You can build your pigs a barn or lean-to that provides shelter from the sun. However, if you have wooded space, nine times out of ten, that’s going to be a cooler option for your pigs (and it’s where they will head when the mercury rises).
6. Appropriate Housing
Appropriate housing is essential at all times when you raise your own pigs, but it’s especially important in the summer months. You need to make sure your pig pen has plenty of ventilation (no stuffy barns, please) and enough space for all of your pigs to move around comfortably.
If you are raising pigs primarily on pasture, you don’t need a lot of room in the barn – just enough space for them to sleep at night. However, if you raise your pigs in a barn full-time, plenty of space is essential.
Plan to allocate a minimum of 8-square-feet per pig – that’s a bare minimum. The more, the better. Give outside access whenever possible, too.
7. Use Fans with Caution
Some people recommend installing fans to help their pigs stay cool. Personally, I would not do this. Pigs produce a lot of dust and dirt, and you will need to install a fan specifically designed for use in a barn to prevent it from overheating and causing a fire.
Fans are really only necessary if you are raising pigs full-time inside a barn. If they are able to go outside, you probably don’t need a fan. However, a barn can get quite stuffy as it won’t have any natural breezes. The air movement from the fan can cool things down and reduce humidity inside the barn.
8. Adjust Their Diets
You can more or less feed your pigs the same as what you would during cool weather, but during hot weather, it’s important to keep in mind that your pigs will eat much less (especially if they are dehydrated).
Rather than feeding fibrous foods, like lots of vegetables and leafy greens, you are better off supplementing with foods that are higher in protein, fat, and vitamins. You’ll get more bang for your buck, as the pigs will get more nutrients out of these foods. Plus, digesting fiber releases more heat, which can make your pigs even hotter in the summer.
The exception is if you can add cooling fruits and vegetables to their diet. Good options are those that are filled with water, like cucumbers and melons.
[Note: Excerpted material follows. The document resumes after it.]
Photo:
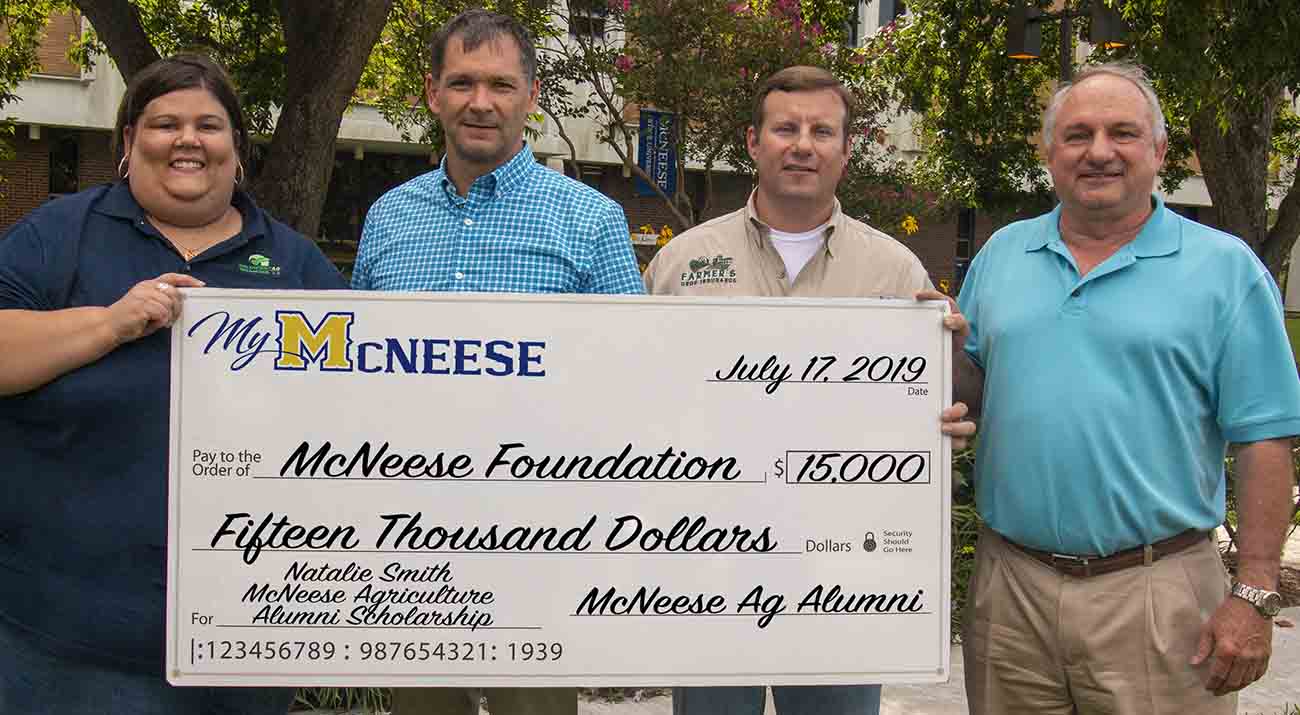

9. Choose the Right Breeds
If you’re raising pigs in a hot climate, you’re going to want to choose pigs that are naturally more heat-tolerant.
Light-colored pigs, like Yorkshire and Large White pigs, aren’t going to be as resilient when it comes to hot weather and the sun. Pigs with darker skin and hair will withstand high temperatures better.
As a generalization, heritage breed pigs tend to do better with hot temperatures, too, since more modern, industrialized breeds have become accustomed to life inside a barn.
Watch for Signs of Heat Exhaustion
No matter what, it’s essential that you monitor your pigs for signs of heat exhaustion. It doesn’t matter how hot it is, because there are other conditions that can impact a pig’s tendency toward heat sickness, too.
For example, we decided to raise pink-colored (instead of red-colored) pigs for the first time this year. Because we were used to raising dark-colored animals, we didn’t think anything of it the first day the temperature reached 70°. Unfortunately, a couple of those little light-skinned piglets got horrible sunburns that day.
Sunburn is just one potential risk of hot weather to watch out for. You will also want to carefully monitor your pigs for signs of heat stress, such as excess water intake, loss of appetite, panting, lethargy, and muscle tremors.
Left unchecked, heat stress can kill your pigs. At the very least, it can make them grow slowly. Plus, there’s no reason for your pigs to be just as miserable as you are in this heat! Do what you can to help cool them down. Summer only lasts so long, so do your best to keep everyone healthy.